I also believe that you can only control yourself... your own actions, feelings, and responses... so as long as you are doing the best you can and are trying to react as God would have you react... there isn't much else you can do. She is going through something hard, and is choosing to take it out on you - or put you in the middle of it. That isn't fair, but maybe the only thing to do is hang on for the ride until she gets through it. Maybe writing her a letter validating her feelings while explaining your own is the way to go... I don't know... I know that you have a history with avoiding conflict - and you have to deal with that too.
I'm here for you though - so email me if you need to and I'd be happy to talk you through it as much as I can.
What is one form of exercise that you enjoy? Even if it is impractical - such as snow skiing in Texas, ain't gonna happen but it still could be fun.

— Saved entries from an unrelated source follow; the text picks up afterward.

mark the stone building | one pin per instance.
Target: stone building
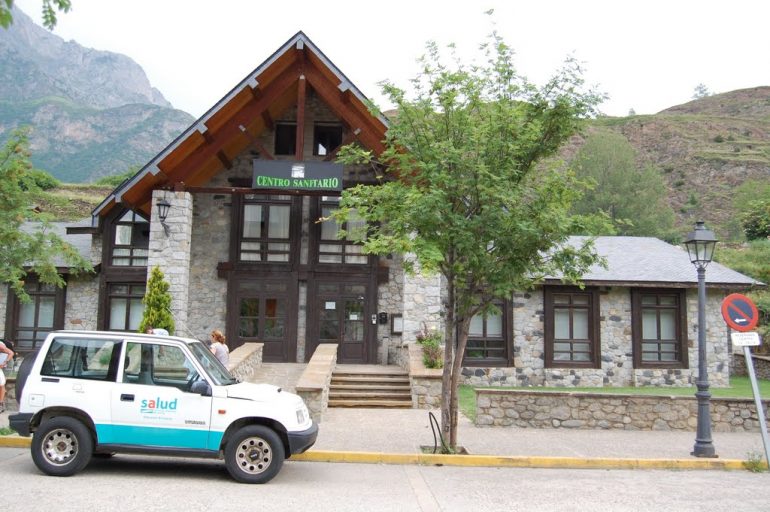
(230, 210)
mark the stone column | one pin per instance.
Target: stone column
(170, 251)
(422, 303)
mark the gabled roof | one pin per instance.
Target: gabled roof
(649, 261)
(226, 129)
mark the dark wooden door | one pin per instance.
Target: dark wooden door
(342, 315)
(265, 312)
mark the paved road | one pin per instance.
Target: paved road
(146, 484)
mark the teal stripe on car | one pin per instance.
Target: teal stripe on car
(155, 436)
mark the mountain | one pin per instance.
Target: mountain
(92, 113)
(705, 149)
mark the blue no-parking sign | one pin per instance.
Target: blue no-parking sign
(739, 312)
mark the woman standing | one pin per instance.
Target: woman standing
(218, 347)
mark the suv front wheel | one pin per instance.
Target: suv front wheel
(62, 446)
(254, 454)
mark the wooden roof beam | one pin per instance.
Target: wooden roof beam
(220, 154)
(256, 93)
(301, 96)
(231, 129)
(370, 136)
(263, 152)
(349, 138)
(299, 151)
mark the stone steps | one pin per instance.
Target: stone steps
(371, 387)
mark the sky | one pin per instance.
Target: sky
(645, 55)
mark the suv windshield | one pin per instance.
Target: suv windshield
(211, 364)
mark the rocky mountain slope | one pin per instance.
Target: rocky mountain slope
(92, 113)
(705, 149)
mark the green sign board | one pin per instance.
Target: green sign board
(287, 175)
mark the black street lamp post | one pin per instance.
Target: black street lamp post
(700, 246)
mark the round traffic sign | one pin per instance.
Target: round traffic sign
(739, 312)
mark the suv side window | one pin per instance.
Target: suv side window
(82, 358)
(159, 365)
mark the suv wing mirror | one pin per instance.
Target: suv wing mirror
(201, 387)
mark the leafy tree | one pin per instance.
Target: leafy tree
(700, 91)
(49, 12)
(157, 303)
(756, 220)
(466, 191)
(28, 245)
(633, 197)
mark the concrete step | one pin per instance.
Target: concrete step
(372, 387)
(370, 379)
(372, 394)
(371, 403)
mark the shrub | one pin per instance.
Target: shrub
(756, 220)
(432, 355)
(43, 180)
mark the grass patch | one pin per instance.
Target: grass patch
(740, 387)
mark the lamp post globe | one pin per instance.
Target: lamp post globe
(700, 246)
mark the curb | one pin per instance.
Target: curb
(15, 442)
(430, 459)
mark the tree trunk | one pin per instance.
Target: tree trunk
(446, 375)
(462, 341)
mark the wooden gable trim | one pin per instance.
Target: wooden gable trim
(370, 135)
(196, 160)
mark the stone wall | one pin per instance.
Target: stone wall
(761, 366)
(80, 311)
(169, 250)
(422, 304)
(616, 346)
(313, 385)
(538, 409)
(425, 382)
(245, 360)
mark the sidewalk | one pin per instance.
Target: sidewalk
(396, 436)
(406, 430)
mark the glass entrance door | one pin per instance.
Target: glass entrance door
(342, 314)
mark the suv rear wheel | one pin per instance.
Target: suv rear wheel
(254, 454)
(62, 446)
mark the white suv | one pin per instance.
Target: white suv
(109, 392)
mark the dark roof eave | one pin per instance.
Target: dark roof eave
(661, 284)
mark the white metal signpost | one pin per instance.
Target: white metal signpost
(741, 314)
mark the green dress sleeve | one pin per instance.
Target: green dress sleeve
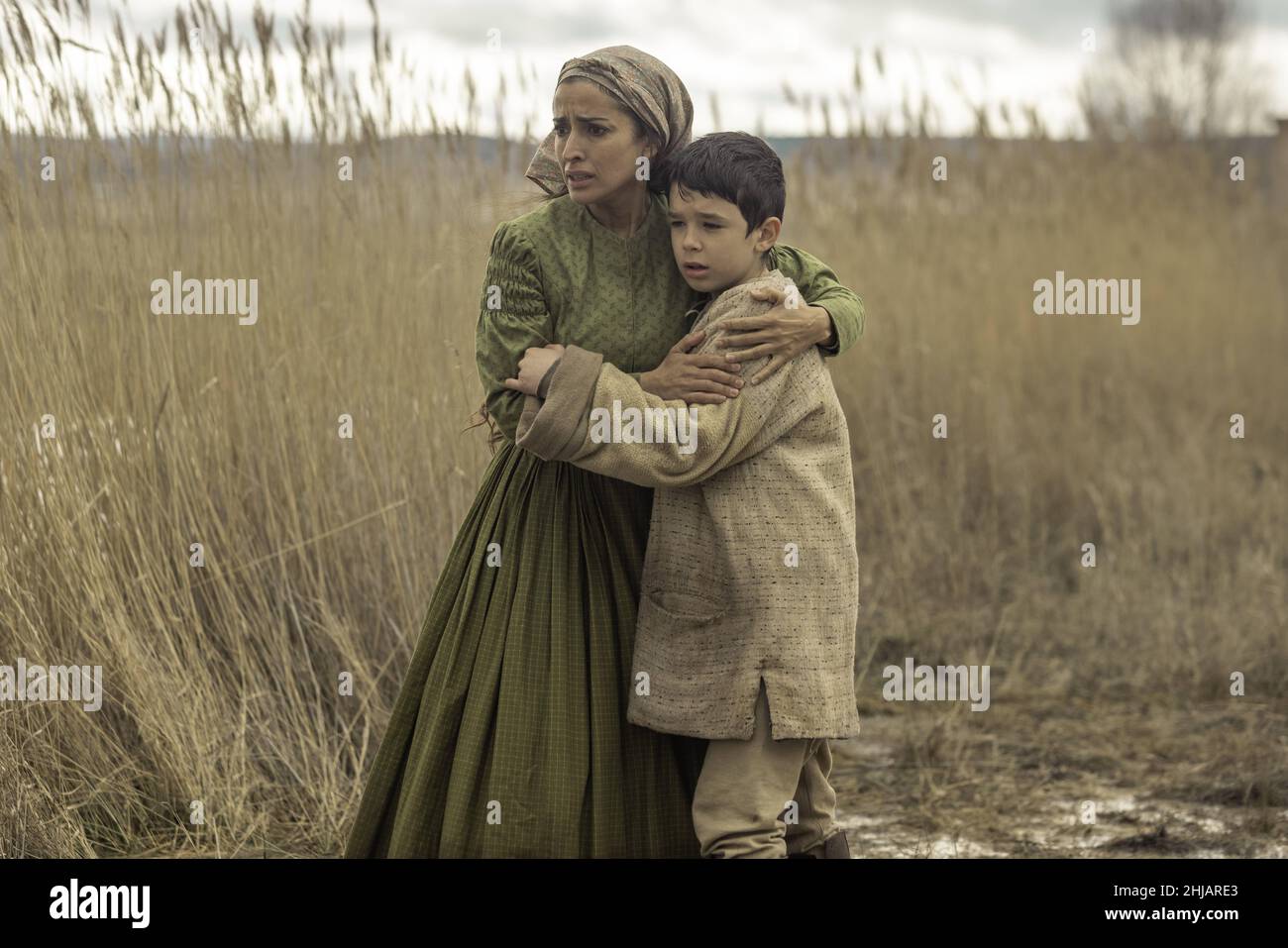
(819, 287)
(513, 316)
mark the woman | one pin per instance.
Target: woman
(509, 737)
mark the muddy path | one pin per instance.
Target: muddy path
(1065, 782)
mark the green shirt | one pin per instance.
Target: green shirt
(557, 274)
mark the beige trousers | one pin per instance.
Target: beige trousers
(764, 797)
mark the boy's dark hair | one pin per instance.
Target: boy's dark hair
(735, 166)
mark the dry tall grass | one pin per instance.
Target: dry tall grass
(222, 683)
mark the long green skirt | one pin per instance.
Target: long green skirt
(509, 737)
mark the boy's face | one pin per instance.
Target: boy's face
(709, 241)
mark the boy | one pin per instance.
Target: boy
(748, 605)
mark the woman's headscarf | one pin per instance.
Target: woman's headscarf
(638, 81)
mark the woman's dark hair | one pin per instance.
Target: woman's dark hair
(735, 166)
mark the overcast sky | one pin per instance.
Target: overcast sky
(745, 51)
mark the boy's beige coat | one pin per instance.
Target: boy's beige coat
(751, 570)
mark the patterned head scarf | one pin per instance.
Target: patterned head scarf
(636, 81)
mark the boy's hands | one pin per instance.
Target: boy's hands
(782, 334)
(695, 377)
(533, 368)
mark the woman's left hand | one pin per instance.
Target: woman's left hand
(782, 334)
(533, 366)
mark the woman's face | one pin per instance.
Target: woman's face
(595, 143)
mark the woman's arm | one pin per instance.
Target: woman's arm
(833, 317)
(513, 316)
(565, 427)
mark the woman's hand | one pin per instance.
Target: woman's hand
(695, 377)
(782, 334)
(533, 366)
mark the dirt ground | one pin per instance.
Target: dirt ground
(1048, 781)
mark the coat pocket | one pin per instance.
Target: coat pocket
(681, 608)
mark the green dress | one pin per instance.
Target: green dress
(509, 737)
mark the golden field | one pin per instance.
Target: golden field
(321, 552)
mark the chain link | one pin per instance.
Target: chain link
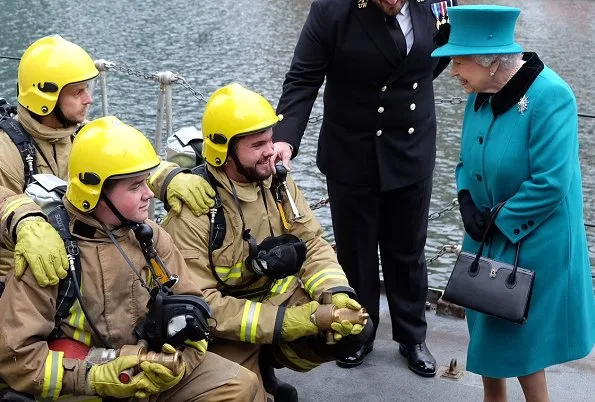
(447, 248)
(197, 94)
(435, 215)
(155, 77)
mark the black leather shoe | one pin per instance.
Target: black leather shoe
(357, 358)
(419, 358)
(281, 391)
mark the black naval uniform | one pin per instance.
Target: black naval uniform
(377, 145)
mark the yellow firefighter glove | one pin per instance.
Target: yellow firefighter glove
(40, 247)
(297, 322)
(103, 380)
(344, 328)
(161, 376)
(192, 190)
(342, 300)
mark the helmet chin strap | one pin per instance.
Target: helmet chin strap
(241, 168)
(62, 119)
(124, 222)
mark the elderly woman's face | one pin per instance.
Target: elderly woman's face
(472, 76)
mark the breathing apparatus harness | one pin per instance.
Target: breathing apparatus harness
(20, 137)
(276, 257)
(24, 142)
(171, 318)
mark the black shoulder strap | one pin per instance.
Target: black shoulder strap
(24, 143)
(219, 227)
(66, 289)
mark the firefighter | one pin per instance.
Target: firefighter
(119, 297)
(262, 268)
(53, 98)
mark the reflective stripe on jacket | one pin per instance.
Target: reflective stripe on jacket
(242, 319)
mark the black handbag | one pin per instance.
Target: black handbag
(491, 287)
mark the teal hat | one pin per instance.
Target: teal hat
(480, 29)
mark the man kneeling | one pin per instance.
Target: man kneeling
(131, 284)
(259, 257)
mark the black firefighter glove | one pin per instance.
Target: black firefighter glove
(474, 220)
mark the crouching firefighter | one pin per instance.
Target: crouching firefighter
(36, 138)
(127, 321)
(259, 256)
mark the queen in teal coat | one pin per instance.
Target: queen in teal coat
(520, 145)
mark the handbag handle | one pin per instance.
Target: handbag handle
(511, 280)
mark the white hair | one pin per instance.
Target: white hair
(507, 60)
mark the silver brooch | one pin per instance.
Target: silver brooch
(523, 104)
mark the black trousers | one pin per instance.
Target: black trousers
(396, 221)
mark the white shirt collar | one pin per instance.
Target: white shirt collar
(404, 9)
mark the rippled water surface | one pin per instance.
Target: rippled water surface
(212, 43)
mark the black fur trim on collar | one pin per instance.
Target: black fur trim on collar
(514, 90)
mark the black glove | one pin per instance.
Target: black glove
(279, 256)
(474, 220)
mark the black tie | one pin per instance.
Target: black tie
(397, 34)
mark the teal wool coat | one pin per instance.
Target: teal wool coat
(521, 146)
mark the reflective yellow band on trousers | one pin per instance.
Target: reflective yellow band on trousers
(13, 205)
(250, 321)
(226, 273)
(318, 278)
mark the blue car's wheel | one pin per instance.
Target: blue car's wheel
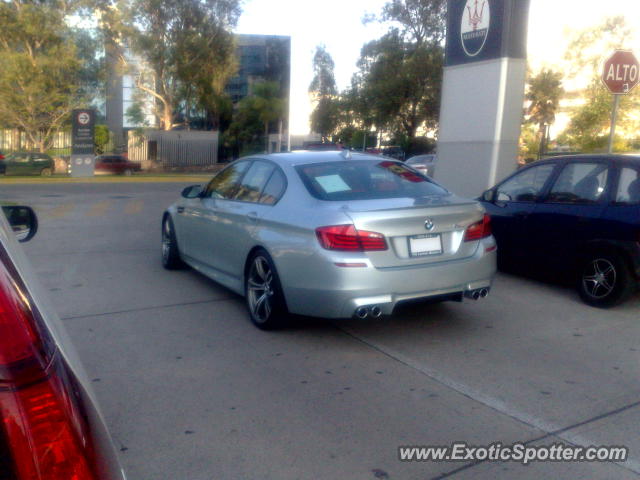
(605, 279)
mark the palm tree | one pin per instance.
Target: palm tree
(544, 93)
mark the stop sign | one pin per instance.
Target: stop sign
(621, 72)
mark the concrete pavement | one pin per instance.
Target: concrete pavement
(191, 390)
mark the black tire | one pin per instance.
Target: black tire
(170, 254)
(263, 293)
(605, 279)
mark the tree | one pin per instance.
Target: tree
(421, 21)
(401, 83)
(269, 105)
(186, 48)
(40, 73)
(324, 82)
(399, 80)
(324, 118)
(589, 126)
(543, 94)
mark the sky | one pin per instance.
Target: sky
(337, 24)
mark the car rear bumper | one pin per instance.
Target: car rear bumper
(337, 292)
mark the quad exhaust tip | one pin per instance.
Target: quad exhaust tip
(363, 312)
(477, 293)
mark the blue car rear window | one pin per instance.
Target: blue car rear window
(365, 180)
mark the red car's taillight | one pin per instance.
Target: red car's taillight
(41, 422)
(478, 230)
(347, 238)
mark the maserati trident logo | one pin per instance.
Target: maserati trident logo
(428, 224)
(474, 29)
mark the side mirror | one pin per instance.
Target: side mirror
(488, 196)
(23, 221)
(193, 191)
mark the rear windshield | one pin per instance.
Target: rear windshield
(365, 180)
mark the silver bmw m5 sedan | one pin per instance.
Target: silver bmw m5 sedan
(330, 234)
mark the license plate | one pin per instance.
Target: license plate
(422, 245)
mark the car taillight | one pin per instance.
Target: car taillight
(478, 230)
(41, 421)
(347, 238)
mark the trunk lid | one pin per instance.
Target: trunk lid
(404, 222)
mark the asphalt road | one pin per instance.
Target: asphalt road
(191, 390)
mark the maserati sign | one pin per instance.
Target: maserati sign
(474, 29)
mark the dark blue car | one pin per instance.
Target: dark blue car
(574, 214)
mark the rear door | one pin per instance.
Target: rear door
(513, 202)
(568, 215)
(238, 214)
(198, 219)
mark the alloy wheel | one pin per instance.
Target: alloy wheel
(166, 241)
(260, 289)
(599, 278)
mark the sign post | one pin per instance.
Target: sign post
(82, 142)
(620, 75)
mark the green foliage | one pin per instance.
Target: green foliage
(324, 82)
(326, 114)
(398, 84)
(249, 131)
(421, 21)
(41, 71)
(399, 78)
(544, 92)
(588, 130)
(187, 48)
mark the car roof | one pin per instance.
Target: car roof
(616, 157)
(304, 157)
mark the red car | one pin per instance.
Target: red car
(50, 425)
(115, 165)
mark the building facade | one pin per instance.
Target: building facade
(260, 58)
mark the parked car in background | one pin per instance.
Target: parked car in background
(393, 152)
(27, 163)
(579, 214)
(115, 165)
(425, 164)
(330, 234)
(50, 425)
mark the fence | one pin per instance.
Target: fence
(173, 148)
(14, 140)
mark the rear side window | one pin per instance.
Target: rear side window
(580, 183)
(628, 186)
(525, 186)
(274, 188)
(365, 180)
(253, 182)
(225, 184)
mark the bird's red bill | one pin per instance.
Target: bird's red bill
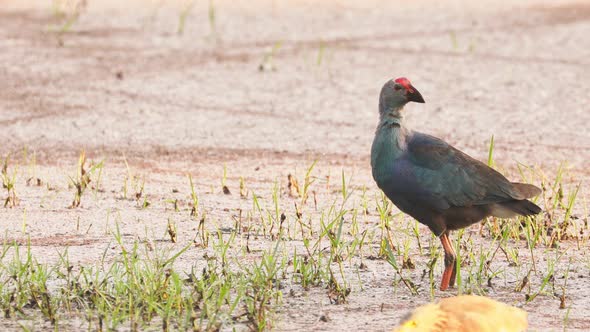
(405, 83)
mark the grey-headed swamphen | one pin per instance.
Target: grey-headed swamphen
(438, 185)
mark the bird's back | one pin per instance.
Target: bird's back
(430, 180)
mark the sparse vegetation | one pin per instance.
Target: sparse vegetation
(308, 247)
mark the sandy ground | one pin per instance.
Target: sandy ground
(122, 82)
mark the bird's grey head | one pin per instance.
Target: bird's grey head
(395, 94)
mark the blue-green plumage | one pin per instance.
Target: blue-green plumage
(435, 183)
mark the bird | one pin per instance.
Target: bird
(435, 183)
(465, 313)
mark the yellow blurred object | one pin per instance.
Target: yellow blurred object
(465, 313)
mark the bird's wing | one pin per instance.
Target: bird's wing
(452, 178)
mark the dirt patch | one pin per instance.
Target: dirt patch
(126, 87)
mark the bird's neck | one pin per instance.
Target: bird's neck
(392, 118)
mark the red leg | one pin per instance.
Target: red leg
(449, 273)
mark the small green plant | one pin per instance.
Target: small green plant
(8, 183)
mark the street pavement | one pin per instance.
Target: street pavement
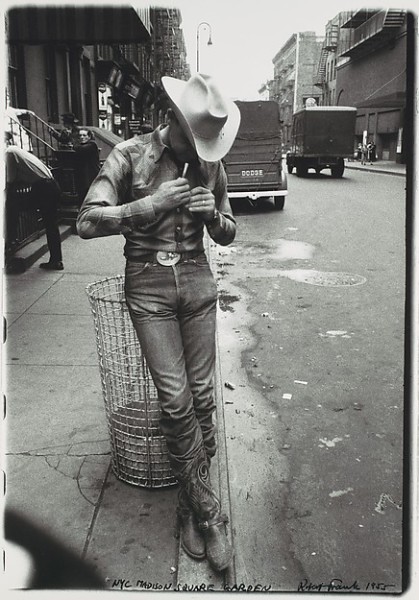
(58, 454)
(380, 166)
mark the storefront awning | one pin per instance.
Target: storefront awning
(74, 24)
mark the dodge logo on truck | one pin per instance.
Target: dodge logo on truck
(252, 173)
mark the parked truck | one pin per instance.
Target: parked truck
(321, 137)
(254, 163)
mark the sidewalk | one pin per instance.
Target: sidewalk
(380, 166)
(58, 447)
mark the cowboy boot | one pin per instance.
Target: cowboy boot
(207, 508)
(191, 538)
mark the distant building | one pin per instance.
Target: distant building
(294, 68)
(371, 75)
(325, 77)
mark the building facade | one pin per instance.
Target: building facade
(101, 63)
(371, 75)
(295, 66)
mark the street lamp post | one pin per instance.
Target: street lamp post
(209, 43)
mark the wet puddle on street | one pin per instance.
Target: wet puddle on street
(330, 279)
(291, 249)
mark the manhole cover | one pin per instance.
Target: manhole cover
(329, 279)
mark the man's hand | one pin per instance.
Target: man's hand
(202, 203)
(171, 194)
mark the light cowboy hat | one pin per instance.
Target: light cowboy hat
(208, 118)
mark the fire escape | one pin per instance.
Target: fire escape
(329, 46)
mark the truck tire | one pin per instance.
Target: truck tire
(279, 202)
(338, 169)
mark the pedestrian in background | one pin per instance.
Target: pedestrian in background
(67, 136)
(29, 186)
(161, 190)
(87, 164)
(371, 152)
(364, 152)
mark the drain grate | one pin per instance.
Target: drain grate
(329, 279)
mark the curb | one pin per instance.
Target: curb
(376, 170)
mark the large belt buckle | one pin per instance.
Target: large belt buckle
(167, 259)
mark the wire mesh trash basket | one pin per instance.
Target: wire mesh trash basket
(139, 451)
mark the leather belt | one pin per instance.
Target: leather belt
(167, 258)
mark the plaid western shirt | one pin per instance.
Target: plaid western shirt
(119, 200)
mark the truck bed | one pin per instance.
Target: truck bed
(324, 131)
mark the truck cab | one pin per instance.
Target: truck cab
(254, 163)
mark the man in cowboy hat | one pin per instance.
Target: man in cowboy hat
(161, 190)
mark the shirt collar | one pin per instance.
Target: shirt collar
(157, 142)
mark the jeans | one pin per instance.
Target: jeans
(173, 310)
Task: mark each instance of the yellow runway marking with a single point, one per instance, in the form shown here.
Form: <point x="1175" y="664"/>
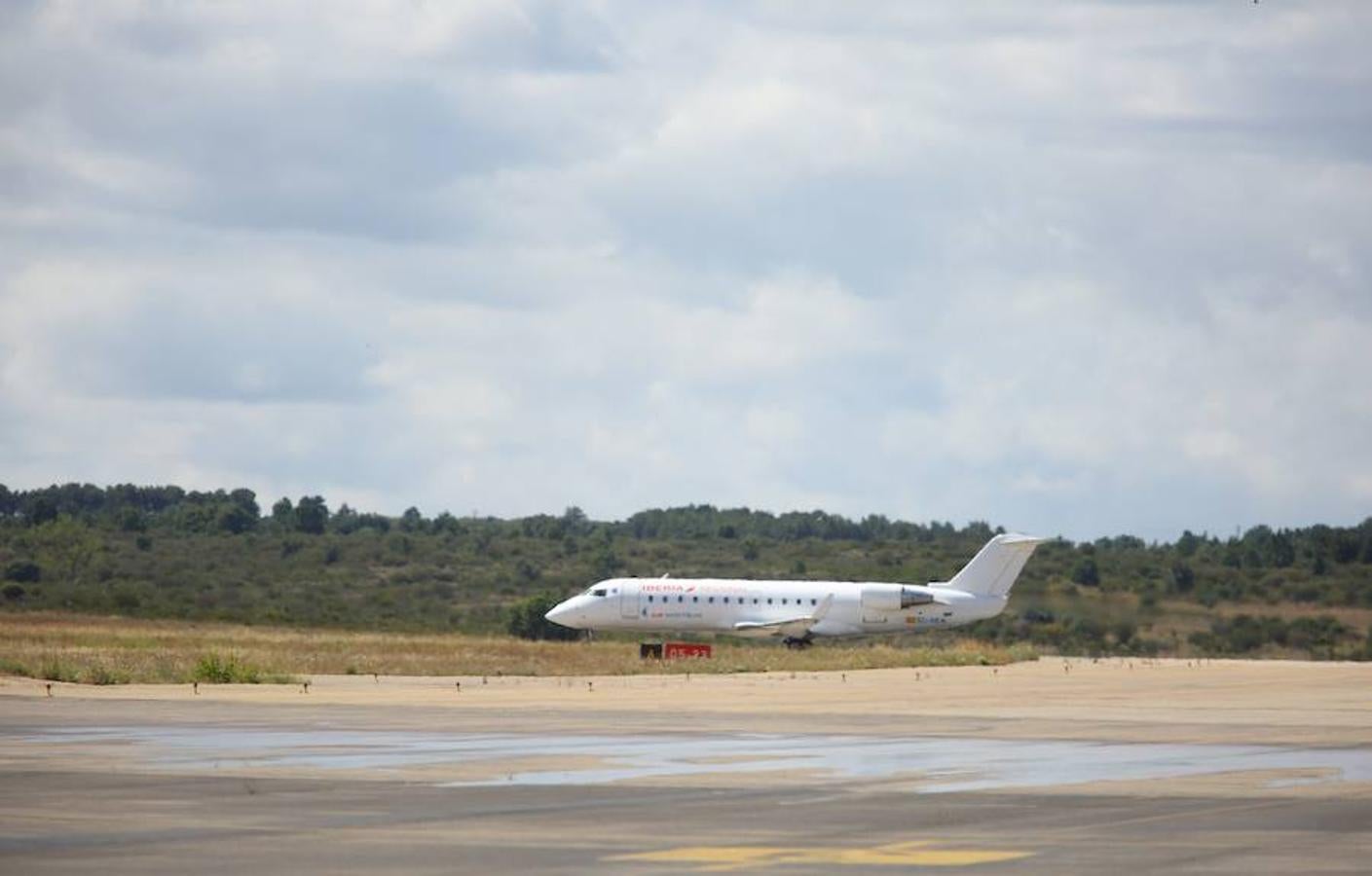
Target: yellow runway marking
<point x="717" y="858"/>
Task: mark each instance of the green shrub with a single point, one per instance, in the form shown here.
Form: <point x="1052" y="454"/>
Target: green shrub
<point x="214" y="668"/>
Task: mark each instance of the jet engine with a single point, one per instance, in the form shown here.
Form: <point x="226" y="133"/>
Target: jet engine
<point x="893" y="597"/>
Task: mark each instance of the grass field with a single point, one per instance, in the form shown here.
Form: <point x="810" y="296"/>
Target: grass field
<point x="113" y="650"/>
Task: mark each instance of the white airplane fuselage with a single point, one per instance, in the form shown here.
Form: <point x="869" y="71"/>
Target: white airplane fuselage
<point x="800" y="609"/>
<point x="720" y="604"/>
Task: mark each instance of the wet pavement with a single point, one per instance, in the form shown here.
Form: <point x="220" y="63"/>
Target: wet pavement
<point x="936" y="764"/>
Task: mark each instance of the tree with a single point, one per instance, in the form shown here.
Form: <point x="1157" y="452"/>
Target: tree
<point x="282" y="514"/>
<point x="412" y="520"/>
<point x="312" y="514"/>
<point x="69" y="544"/>
<point x="22" y="570"/>
<point x="527" y="621"/>
<point x="1087" y="573"/>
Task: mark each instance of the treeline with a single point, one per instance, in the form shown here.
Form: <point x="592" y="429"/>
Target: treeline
<point x="164" y="551"/>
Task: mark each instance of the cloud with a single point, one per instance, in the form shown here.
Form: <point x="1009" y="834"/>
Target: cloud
<point x="1069" y="268"/>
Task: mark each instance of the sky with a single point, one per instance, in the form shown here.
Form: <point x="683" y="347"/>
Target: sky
<point x="1069" y="268"/>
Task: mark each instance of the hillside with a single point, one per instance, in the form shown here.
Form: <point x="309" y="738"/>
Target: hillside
<point x="162" y="551"/>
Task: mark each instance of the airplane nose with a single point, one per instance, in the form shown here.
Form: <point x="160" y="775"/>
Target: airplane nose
<point x="560" y="614"/>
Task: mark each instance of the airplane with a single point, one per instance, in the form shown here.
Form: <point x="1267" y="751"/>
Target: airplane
<point x="797" y="611"/>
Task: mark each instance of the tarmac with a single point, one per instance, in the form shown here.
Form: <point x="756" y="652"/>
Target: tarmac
<point x="1056" y="767"/>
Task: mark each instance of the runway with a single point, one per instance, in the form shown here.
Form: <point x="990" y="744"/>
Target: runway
<point x="274" y="781"/>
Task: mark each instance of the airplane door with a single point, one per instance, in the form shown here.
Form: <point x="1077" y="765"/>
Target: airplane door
<point x="629" y="601"/>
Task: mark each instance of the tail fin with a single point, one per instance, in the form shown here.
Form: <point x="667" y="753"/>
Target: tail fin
<point x="992" y="572"/>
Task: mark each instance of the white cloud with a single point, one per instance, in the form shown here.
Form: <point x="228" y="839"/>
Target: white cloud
<point x="1069" y="268"/>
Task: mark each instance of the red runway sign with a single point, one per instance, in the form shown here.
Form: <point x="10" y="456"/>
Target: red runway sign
<point x="686" y="648"/>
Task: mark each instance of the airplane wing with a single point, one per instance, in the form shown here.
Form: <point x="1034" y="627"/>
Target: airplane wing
<point x="791" y="627"/>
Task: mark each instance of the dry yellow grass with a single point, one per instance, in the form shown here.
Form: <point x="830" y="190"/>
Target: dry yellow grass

I honestly don't know - I guess the funny thing is that if I enjoy it - I don't think of it as exercise... so the concept of enjoying something that is also exercise is crazy! I would love to go back and try snow skiing again though...
It's silly, but I guess I'd say swimming - which is totally practical - but since I haven't owned a bathing suit since 1988... it is impractical at the same time. (it has been 21 years!) I'm going to try to get over my fear this summer and buy one... but that won't get me in a public pool...
Now for a thinking question, do you have a "life verse" (or a couple of them - I find it hard to narrow it down to only one. So I cheat. and have more.) And if you do have one, what is it?
I've said that my verse is Ephesians 3:20 - which I got after reading Kelly's Korner... it says "Now glory be to God! By his mighty power at work within us, he is able to accomplish infinitely more than we would ever dare to ask or hope."
That is exactly true - I find that when I sit back and look at my life - a lot of the good things are there purely by his grace... because I would have never thought to ask him to make John the Assistant Worship Leader at our church...
I would have never asked him for so many things that we have - blessings that I couldn't have hoped for... that is how I know in my heart that when he does bless us with children - it will be better than I could ever imagine. The struggle we've gone through to get there will only make it that much more of a praise to Him.